Ultimately, all of this energy around process ideas in industry is exciting, but disorganized. None of these efforts really get to the core of what makes software projects difficult to manage. One effort in research to get to this core by contributing new theories that explain these difficulties. The first is Herbsleb's Socio-Technical Theory of Coordination (STTC). The idea of the theory is quite simple: technical dependencies in engineering decisions (e.g., this function calls this other function, this data type stores this other data type) define the social constraints that the organization must solve in a variety of ways to build and maintain software (Herbsleb & Mockus 2003, Herbsleb 2016). The better the organization builds processes and awareness tools to ensure that the people who own those engineering dependencies are communicating and aware of each others' work, the fewer defects that will occur. Herbsleb referred this alignment as sociotechnical congruence, and conducted a number of studies demonstrating its predictive and explanatory power.

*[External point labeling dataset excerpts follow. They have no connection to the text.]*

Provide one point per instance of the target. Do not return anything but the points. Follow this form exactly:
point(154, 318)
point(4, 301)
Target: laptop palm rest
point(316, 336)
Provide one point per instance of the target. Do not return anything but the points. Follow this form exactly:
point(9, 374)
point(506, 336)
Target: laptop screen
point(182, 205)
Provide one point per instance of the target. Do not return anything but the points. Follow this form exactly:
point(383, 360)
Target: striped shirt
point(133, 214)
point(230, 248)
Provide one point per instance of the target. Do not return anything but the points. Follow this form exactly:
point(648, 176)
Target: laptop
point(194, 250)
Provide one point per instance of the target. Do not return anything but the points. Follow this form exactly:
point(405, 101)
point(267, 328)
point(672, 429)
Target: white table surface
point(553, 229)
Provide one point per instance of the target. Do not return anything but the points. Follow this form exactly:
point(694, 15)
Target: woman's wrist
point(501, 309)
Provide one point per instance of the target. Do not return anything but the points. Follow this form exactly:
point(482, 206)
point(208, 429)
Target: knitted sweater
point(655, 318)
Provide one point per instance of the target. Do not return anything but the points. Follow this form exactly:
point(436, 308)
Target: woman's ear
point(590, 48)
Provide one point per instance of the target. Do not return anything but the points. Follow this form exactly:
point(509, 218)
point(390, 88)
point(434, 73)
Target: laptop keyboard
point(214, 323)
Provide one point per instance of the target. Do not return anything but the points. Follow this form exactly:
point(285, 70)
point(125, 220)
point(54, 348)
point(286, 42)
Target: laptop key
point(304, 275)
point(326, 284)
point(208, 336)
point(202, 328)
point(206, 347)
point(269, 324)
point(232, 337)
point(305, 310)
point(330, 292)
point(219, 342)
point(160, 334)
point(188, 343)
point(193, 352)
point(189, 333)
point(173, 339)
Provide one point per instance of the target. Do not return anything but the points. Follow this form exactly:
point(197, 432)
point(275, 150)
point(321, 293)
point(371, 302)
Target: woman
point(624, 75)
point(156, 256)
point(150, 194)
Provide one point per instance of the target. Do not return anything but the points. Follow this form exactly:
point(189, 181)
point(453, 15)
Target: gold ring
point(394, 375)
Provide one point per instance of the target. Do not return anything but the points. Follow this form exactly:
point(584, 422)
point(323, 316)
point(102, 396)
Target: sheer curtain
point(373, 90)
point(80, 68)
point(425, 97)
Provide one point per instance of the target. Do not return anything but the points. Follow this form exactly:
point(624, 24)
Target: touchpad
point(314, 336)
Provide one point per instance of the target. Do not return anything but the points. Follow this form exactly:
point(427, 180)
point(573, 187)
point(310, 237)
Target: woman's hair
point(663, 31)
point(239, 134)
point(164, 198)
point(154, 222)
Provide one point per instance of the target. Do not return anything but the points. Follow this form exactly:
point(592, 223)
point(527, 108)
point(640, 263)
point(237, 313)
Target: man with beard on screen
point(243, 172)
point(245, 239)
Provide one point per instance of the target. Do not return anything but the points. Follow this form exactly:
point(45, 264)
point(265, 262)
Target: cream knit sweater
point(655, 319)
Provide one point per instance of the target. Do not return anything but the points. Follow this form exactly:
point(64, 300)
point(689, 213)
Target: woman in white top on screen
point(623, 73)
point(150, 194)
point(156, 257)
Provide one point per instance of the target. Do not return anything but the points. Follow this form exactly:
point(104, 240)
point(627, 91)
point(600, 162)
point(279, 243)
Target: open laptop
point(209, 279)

In my recent work (Ko 2017), I extend this idea to congruence with beliefs about product value, claiming that successful software products require the constant, collective communication and agreement of a coherent proposition of a product's value across UX, design, engineering, product, marketing, sales, support, and even customers. A team needs to achieve Herbsleb's sociotechnical congruence to have a successful product, but that alone is not enough: the rest of the organization has to have a consistent understanding of what is being built and why, even as that understanding evolves over time.